Twitch, twitch, twitch.
Fucking perfect. I slapped a hand over the offending eye and cursed the damn thing.
“Oh, screw you. It's always about Dad. Mémère did the best she could, but we both know it was tough to grow up without parents.”
I didn't respond. Mostly because Rémy was one hundred percent wrong and had no clue what he was talking about, but hell would have to freeze over before I destroyed the lie I created to protect my brother from reality and all of its horrors. Okay, yeah. I maybe missed our mother, barely. She was drunk more often than not and a shitty parent. But at least she cared. Dad… well, I had zilch to say about the man that didn't include a string of obscenities colorful enough to make a porn star blush. Rémy, oblivious to my inner torment, continued.
“It's not that I don't appreciate what you do for me, bro. Growing up was…difficult.” Rémy swallowed and as usual, the guilt from the layers upon layers of lies crushed down on me. “And I know it was ten times worse for you, I mean, you still being a kid and all and having to act like the man of the house.” Another pause meant there was plenty of time to toss another suitcase full of guilt on my teetering mountain of baggage. ?
??But, I'm twenty. It's time to let me try and take care of myself. I think I've done a pretty decent job being on my own for the first time in my life. You need to worry less about me and focus on fixing your own shit.”
I slid my hand from my twitching eye to massage the back of my skull, where a dull ache throbbed. I heard what Rémy said. I got it, I really did, but he didn't understand, and if I had my way, he never would. I couldn't stop caring or worrying that Rém had everything he needed and was protected from the douchebags of the world anymore than I could choose to make my heart stop beating. It had been my responsibility to watch out for Rémy for so long, I wasn't sure I even knew how to turn it off. It was part of me. Kind of like the ever present rage and self-loathing.

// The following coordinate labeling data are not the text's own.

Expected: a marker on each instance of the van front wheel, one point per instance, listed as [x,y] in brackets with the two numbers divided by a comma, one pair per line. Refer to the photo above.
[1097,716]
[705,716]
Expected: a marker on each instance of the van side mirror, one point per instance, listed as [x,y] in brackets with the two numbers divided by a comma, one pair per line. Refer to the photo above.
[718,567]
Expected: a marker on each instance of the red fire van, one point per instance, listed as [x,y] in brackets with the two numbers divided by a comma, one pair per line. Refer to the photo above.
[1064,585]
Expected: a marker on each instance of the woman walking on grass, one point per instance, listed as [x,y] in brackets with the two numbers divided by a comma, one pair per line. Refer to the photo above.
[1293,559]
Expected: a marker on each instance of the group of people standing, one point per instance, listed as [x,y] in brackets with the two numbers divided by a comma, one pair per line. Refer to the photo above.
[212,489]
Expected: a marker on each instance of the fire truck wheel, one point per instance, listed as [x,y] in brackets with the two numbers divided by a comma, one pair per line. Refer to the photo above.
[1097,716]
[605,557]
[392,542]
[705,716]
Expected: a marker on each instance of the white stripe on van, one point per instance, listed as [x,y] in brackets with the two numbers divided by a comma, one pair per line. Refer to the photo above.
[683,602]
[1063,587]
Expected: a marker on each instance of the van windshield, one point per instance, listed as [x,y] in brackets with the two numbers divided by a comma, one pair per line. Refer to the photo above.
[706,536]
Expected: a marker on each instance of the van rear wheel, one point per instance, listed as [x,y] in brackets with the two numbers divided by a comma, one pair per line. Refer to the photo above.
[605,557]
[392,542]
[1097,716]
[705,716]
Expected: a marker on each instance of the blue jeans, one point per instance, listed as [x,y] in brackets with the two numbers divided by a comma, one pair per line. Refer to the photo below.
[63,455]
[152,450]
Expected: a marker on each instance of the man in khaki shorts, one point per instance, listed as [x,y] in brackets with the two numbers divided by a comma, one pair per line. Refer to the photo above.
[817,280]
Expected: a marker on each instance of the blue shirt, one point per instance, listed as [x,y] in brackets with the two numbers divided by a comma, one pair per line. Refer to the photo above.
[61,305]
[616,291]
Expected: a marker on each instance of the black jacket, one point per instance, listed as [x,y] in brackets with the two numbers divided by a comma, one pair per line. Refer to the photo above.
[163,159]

With the final rub to my pulsing head, I let my arm fall and sighed. “I’ll try.” Rémy barked a sarcastic laugh and I scrambled to reassure him. “No, really. I will. Promise. I just… I can't guarantee I'll be perfect.”
Rémy did another one of his dramatic pauses, this one so long I pulled the phone from my ear and checked to make sure the call hadn't disconnected, like I did so often when talking to my brother. It wasn't all that unlikely the thing would actually crap out, as every electronic device I ever laid hands on broke, fell apart, or somehow magically exploded. In fact, if I remember correctly, this was my fourth phone in as many months.
Right as I was about to ask if Rémy was still there, he soothed my thoroughly frayed nerves.
“Thanks, bro. For everything.” Rémy’s voice hitched and a lump formed in my throat. It caused both my stationary and my stupid, twitchy eye, to burn with unshed tears. “Just,” it was Rémy's turn to sigh. “You have to try and let me be my own man now, okay? I really, really need this.”
“Yeah.” I sounded like I gargled with gravel. “I get it.” I changed the subject before I said something monumentally idiotic that messed everything up and made the already tense situation a thousand times worse. “When do the doctors think you'll be back on the ice?”
Rémy didn't—and as far as I was concerned, would never–know the extent to which I had gone, and wouldn’t hesitate to go to again, to keep him safe. Could never know. I had literally been protecting my brother for well over a decade. From nightmares, from pain, from the reality of our shittastic childhood… from our father.
Rémy grunted. "I hate riding the bench. Doc says probably next week."
“Just in time for my team to whip your team's ass.”